Dooga Aetrus Blackrazor
3rd November 2006, 05:31
Neutral Monism says looking at all things as physical or all things as thoughts is ok. They are both different uses of language that attempt to reflect the realities of our world.

Clarksist
3rd November 2006, 19:31
It doesn't matter. Materialism or neutral monism, it is all philosophy that plainly doesn't change the way we look at things. I don't see why monists have moaned on and on about how everything can be divided down to the exact same thing, and I don't see why materialists fell into the trap and coped out with "physical matter". That is ridiculous, of course everything is made up of physical matter! The question is, what element of physical matter can monist preach as the fundamental one?

It is a silly subject to debate upon, when in the end it changes no ones life. Philosophers should think more about existentialism and political/economic Marxism and leave the meaningless questions without justification.

gilhyle
4th November 2006, 15:22
Neutral Monism is, in my view, a cop out.

The claim that all reality is made up of physical matter (only one of the possible variant fundamental materialist theses), needs to be understood in a certain social and political context - in summary the huge influence of religious and neo-religious views which seek to suggest a dualist view of reality.

Within Marxism, the materialist thesis is essentially negative and critical.

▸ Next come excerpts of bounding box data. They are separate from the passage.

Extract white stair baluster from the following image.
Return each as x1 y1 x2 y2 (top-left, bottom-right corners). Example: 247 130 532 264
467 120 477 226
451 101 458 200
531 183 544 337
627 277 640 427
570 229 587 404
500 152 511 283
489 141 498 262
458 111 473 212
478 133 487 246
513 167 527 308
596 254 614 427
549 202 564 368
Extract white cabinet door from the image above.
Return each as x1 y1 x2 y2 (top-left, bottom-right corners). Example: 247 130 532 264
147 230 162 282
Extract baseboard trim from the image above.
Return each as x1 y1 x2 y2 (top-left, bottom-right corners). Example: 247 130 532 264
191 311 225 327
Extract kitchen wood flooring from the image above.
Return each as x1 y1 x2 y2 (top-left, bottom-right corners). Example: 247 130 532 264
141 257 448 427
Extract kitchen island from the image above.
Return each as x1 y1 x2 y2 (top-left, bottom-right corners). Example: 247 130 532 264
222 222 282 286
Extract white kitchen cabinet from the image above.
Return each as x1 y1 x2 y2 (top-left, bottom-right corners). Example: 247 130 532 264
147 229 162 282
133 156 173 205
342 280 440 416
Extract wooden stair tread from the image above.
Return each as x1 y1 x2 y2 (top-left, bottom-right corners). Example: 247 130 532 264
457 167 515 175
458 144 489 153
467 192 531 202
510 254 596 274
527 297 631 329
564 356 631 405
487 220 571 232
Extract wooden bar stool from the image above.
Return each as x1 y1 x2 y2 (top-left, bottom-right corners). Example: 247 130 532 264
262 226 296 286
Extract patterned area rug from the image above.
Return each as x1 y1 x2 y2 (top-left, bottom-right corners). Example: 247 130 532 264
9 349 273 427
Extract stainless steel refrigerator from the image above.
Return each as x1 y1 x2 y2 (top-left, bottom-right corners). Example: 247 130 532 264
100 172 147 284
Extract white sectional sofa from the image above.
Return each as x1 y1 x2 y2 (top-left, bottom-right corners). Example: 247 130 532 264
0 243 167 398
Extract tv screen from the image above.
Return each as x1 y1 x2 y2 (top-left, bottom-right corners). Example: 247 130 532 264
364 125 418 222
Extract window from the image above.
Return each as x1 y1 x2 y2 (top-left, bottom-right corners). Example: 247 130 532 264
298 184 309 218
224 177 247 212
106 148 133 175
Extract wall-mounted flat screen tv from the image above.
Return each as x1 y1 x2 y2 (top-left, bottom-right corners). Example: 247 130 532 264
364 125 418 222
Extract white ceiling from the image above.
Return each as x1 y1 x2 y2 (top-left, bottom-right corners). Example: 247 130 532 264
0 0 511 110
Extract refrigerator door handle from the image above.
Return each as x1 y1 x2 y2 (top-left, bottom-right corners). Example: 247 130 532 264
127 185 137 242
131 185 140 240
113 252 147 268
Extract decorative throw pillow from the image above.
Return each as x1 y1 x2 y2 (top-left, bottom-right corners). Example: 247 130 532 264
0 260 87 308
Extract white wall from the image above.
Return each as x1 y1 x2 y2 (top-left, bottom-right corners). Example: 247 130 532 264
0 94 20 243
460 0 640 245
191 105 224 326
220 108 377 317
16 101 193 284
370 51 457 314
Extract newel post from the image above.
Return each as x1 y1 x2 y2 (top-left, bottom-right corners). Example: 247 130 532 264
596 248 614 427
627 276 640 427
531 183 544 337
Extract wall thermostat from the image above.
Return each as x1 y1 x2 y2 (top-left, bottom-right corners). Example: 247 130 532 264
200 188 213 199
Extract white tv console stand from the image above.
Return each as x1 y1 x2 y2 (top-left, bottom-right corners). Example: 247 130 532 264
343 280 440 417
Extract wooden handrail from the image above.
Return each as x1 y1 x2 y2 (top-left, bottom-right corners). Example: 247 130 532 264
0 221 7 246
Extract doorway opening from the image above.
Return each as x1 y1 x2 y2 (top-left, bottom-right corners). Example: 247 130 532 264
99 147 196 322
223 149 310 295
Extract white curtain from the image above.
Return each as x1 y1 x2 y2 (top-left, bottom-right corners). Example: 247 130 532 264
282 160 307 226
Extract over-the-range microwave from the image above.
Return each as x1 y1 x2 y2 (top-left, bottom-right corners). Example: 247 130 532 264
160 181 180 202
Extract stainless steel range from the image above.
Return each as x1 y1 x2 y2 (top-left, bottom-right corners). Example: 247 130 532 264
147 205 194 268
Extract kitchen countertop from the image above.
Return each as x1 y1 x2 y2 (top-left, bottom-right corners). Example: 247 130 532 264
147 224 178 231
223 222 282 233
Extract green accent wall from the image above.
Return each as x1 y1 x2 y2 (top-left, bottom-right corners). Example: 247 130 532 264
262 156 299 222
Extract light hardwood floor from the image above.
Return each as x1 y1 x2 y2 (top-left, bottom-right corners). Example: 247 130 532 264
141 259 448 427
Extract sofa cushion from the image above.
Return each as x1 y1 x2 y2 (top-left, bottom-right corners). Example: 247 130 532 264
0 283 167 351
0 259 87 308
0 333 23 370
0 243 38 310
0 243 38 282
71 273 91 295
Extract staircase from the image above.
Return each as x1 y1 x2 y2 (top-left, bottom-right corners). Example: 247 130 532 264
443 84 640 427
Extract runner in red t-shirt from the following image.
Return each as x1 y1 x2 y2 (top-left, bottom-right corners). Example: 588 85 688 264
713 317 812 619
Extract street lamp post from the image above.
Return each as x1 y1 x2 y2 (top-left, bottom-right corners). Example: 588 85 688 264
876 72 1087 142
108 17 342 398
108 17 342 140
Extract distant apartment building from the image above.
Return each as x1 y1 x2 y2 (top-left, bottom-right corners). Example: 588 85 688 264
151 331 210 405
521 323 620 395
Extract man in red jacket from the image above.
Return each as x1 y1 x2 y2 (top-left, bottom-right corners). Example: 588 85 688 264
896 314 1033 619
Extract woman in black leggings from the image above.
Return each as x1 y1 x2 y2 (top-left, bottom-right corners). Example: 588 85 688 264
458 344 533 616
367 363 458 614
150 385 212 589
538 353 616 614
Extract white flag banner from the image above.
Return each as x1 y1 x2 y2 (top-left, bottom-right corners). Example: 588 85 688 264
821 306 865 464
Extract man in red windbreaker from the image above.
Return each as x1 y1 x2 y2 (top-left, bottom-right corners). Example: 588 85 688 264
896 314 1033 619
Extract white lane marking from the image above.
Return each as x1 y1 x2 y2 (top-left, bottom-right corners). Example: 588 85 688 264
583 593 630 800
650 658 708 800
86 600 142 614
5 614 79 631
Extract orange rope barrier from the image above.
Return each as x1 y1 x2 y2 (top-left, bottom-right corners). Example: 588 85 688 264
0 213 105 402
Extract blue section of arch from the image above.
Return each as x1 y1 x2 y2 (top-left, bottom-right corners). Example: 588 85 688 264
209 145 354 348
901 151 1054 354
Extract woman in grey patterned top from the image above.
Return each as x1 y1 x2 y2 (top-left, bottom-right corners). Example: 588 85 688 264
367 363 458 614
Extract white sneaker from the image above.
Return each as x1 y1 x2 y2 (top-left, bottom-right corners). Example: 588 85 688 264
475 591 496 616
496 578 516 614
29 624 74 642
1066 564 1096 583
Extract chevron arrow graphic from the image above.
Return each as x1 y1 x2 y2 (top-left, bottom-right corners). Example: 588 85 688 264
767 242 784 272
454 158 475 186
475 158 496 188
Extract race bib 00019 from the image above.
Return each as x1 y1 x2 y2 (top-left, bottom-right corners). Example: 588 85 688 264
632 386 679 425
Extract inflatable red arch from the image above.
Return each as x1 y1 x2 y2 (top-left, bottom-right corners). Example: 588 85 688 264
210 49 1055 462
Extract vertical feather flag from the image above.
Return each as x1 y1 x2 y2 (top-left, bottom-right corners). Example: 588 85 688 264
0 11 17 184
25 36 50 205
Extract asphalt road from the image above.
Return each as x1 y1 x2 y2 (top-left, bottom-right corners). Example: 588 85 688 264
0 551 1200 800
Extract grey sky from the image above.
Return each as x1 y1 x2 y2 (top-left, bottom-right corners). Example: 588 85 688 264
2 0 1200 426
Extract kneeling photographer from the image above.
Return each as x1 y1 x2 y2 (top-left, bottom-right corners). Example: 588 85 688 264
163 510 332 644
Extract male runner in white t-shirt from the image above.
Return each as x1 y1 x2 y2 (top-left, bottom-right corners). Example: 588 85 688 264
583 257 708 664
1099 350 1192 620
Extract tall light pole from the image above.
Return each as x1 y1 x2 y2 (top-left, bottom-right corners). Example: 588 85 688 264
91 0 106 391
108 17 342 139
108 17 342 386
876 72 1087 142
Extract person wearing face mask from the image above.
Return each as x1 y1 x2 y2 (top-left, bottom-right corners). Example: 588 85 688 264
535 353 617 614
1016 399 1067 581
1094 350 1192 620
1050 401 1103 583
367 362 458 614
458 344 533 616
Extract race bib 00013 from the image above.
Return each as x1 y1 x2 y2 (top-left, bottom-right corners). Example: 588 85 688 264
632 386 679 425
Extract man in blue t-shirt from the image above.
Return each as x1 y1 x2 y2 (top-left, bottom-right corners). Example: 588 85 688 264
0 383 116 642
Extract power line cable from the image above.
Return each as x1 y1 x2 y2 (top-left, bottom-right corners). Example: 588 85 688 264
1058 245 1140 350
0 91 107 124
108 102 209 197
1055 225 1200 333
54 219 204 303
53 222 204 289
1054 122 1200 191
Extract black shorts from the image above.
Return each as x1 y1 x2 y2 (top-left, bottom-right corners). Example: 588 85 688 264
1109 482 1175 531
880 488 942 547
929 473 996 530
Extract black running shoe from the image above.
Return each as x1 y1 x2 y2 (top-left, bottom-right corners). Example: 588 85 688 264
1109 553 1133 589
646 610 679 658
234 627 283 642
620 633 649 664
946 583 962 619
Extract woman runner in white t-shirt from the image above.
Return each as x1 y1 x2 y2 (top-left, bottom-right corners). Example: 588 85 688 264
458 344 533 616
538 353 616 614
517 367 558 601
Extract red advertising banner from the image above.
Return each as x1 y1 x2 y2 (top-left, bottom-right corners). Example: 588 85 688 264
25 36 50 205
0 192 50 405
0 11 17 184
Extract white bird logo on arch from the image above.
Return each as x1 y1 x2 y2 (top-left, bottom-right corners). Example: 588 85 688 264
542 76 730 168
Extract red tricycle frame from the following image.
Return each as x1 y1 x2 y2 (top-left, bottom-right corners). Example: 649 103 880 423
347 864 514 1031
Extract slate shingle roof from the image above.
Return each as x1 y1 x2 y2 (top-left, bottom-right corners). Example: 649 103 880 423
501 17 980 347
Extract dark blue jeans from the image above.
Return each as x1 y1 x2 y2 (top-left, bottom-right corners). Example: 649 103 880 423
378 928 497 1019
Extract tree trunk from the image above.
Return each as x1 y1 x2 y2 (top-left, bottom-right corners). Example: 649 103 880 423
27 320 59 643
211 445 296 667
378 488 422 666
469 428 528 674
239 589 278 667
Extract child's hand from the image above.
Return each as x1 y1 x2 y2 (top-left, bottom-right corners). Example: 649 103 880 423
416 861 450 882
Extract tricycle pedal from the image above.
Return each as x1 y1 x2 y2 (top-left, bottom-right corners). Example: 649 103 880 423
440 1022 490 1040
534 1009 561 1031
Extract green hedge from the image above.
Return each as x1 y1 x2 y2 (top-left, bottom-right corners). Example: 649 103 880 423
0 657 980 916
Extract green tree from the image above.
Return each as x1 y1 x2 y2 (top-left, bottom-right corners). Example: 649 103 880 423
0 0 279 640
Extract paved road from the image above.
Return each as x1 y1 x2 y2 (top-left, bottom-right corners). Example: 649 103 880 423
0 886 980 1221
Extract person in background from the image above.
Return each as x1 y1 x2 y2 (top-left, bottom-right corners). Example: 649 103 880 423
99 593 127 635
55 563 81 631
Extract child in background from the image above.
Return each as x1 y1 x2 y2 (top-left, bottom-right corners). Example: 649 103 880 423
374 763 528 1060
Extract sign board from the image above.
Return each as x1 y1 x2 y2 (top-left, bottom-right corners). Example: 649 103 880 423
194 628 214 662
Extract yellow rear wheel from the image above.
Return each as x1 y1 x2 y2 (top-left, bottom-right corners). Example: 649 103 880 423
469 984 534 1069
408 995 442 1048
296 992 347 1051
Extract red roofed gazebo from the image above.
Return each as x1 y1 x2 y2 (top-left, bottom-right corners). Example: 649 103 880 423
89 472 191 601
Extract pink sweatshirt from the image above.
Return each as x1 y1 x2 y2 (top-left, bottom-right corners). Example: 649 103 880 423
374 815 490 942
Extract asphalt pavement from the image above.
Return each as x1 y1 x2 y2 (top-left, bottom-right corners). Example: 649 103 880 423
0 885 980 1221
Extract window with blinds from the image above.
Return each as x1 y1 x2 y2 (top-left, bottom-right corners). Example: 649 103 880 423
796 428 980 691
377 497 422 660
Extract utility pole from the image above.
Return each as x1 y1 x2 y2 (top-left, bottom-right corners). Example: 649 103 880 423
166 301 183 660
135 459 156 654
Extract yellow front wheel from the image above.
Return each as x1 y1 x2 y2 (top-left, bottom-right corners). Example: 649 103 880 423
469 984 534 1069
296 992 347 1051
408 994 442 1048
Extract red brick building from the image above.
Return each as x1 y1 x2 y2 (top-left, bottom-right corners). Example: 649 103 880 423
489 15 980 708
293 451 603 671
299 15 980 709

What it does is to say that there is no fundamentally dualist character to reality.

Now you might think that if I say that, I am closer to the neutral monist than the materialist.....and I would be, if it wasnt for the fact that I recognise that as part of the critical enterprise it is necessary to criticise ALL views that create a space for discrete arguments from the nature of mind.

Neutral Monism does operate to facilitate those arguments in practice and they must be rejected. Mind does not have any developmental or ontological character of its own independently from physical reality.

Strictly speaking one might formulate a neutral monism that facilitated the criticism of all idealist arguments, but in practice, neutral monism is used to avoid the issue of idealism.

rouchambeau
4th November 2006, 21:40
False dichotomy.

Dooga Aetrus Blackrazor
6th November 2006, 06:29
I think I see my mistake. Neutral monism is a metaphysical conceptualization of the world, like idealism and dualism, and, consequently, the opposite of materialism. I am back on the winning team.